Sir Philip Hampton, the RBS chairman, said: “The board is aware of the difficulties in trying to reconcile the competing objectives of all our stakeholders. This is especially true on the issue of pay.” Hampton will also not receive shares that he was awarded when he joined in 2009 after the bailout.
He said Hester’s bonus – which is 60% of the maximum and will involve the award of 3.6m shares – was being granted as it “reflects progress in the categories agreed with our shareholders as set out in the remuneration report”.
“His pay is strongly geared to the recovery of RBS, which he was recruited to turn around, having played no part in its collapse. The priority is to reshape a business that was far too big and far too risky, reducing legacy losses whilst improving performance in the group’s strong core businesses,” Hampton said, arguing that a “safer and more valuable RBS is in the interests of our customers, shareholders and the UK economy”.
Even though Hampton argued that the bonus recognised “tangible achievement in the business”, the initial reaction from those who have argued that Hester should not be handed a bonus for 2011 was not supportive.
Lord Oakeshott, the Liberal Democrat peer who resigned as a Treasury spokesman for his party a year ago over the lax treatment of the financial sector by the coalition, said that the bank should realise that any bonus for Hester this year was “utterly unacceptable”. Oakeshott is concerned about the slow flow of lending to small businesses, which the major banks, including RBS, committed to last year under the Project Merlin agreement. “The bonus would be a reward for RBS’s failure to lend to small business which was the key target,” Oakeshott said.

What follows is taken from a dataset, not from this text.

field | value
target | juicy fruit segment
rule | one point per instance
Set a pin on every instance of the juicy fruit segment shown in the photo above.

Chris Leslie, Labour’s shadow financial secretary to the Treasury, said: “Nobody doubts that Stephen Hester has done some important things at RBS, but what this award shows is David Cameron’s promises about reining in excessive bonuses at state-owned banks or using shareholder power have proved to be utterly worthless.”
UK Financial Investments, which looks after the taxpayers’ stakes in the bailed-out banks, is backing the award.
The bonus is in the form of a so-called “share bank” and based on a share price of 26.75p – which was the RBS closing price on Wednesday. This is still well below the 50p at which the taxpayer bought its 82% stake in RBS, although the bank stressed that the precise value of the shares would not be known until 2014.
In an attempt to demonstrate that Hester’s bonuses were aligned to his and the bank’s performance, it revealed that a share-based bonus he was handed in 2009 – shortly after he joined in October 2008 when the bank was bailed out and valued at £6m at the time – will not now pay out, as it is worth nothing. Hampton, who was also awarded shares when he joined as chairman in 2009 and which were due to be handed him next month, will also receive nothing because the performance criteria have not been met. They would have been worth more than £1m at current share prices if they had been released.